Radiation therapy can be performed both before and after surgery, particularly for diffuse PVNS. It helps to reduce recurrence. For advanced PVNS that have damaged the joint, a complete joint replacement may be required. End-stage PVNS is most commonly treated with knee and hip replacements. PVNS, on the other hand, is more likely to reoccur following joint replacement than when diseased synovium is removed from native joints.
What Is the Prognosis of Pigmented Villonodular Synovitis?
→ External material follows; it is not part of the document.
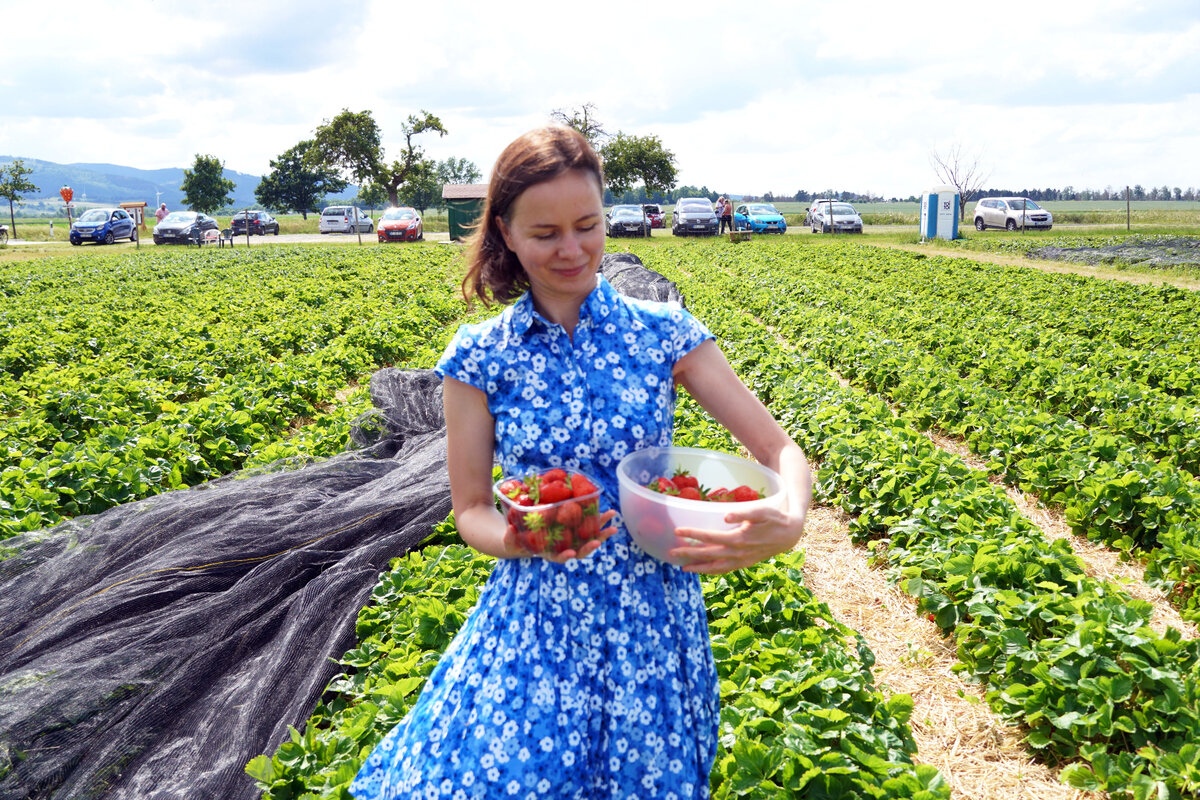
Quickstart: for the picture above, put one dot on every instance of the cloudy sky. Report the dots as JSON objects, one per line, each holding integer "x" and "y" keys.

The prognosis of PVNS is greatly impacted by disease severity. Localized PVNS has a slower overall progression than diffuse disease and lower recurrence rates after surgical excision. In contrast, diffuse PVNS has a higher recurrence incidence of 14 to 55 percent, even following a thorough synovectomy. The causes of recurrence are complex, including a high disease load, inadequate resection, and microscopic satellite lesions. Overall, the ten-year survival rate for PVNS is around 90 to 95 percent. PVNS rarely leads to death since it does not metastasize. However, locally aggressive illness can impair joint integrity and articular surfaces, resulting in early joint degeneration and loss of function. Regular clinical and radiographic surveillance is required for the early diagnosis of disease recurrence. This rare synovial condition requires a coordinated, interdisciplinary approach to be managed optimally.
Conclusion
In conclusion, pigmented villonodular synovitis is a rare and possibly destructive illness of the joint synovium. Due to its gradual onset and lack of distinct symptoms, diagnosis is frequently delayed. A combination of imaging, joint fluid study, and synovial biopsy can confirm the diagnosis. Treatment emphasizes thorough surgical excision, but recurrence rates are still significant, particularly for diffuse illness. Emerging radiation therapy approaches with personalized drugs provide hope for improved control of recurrent PVNS.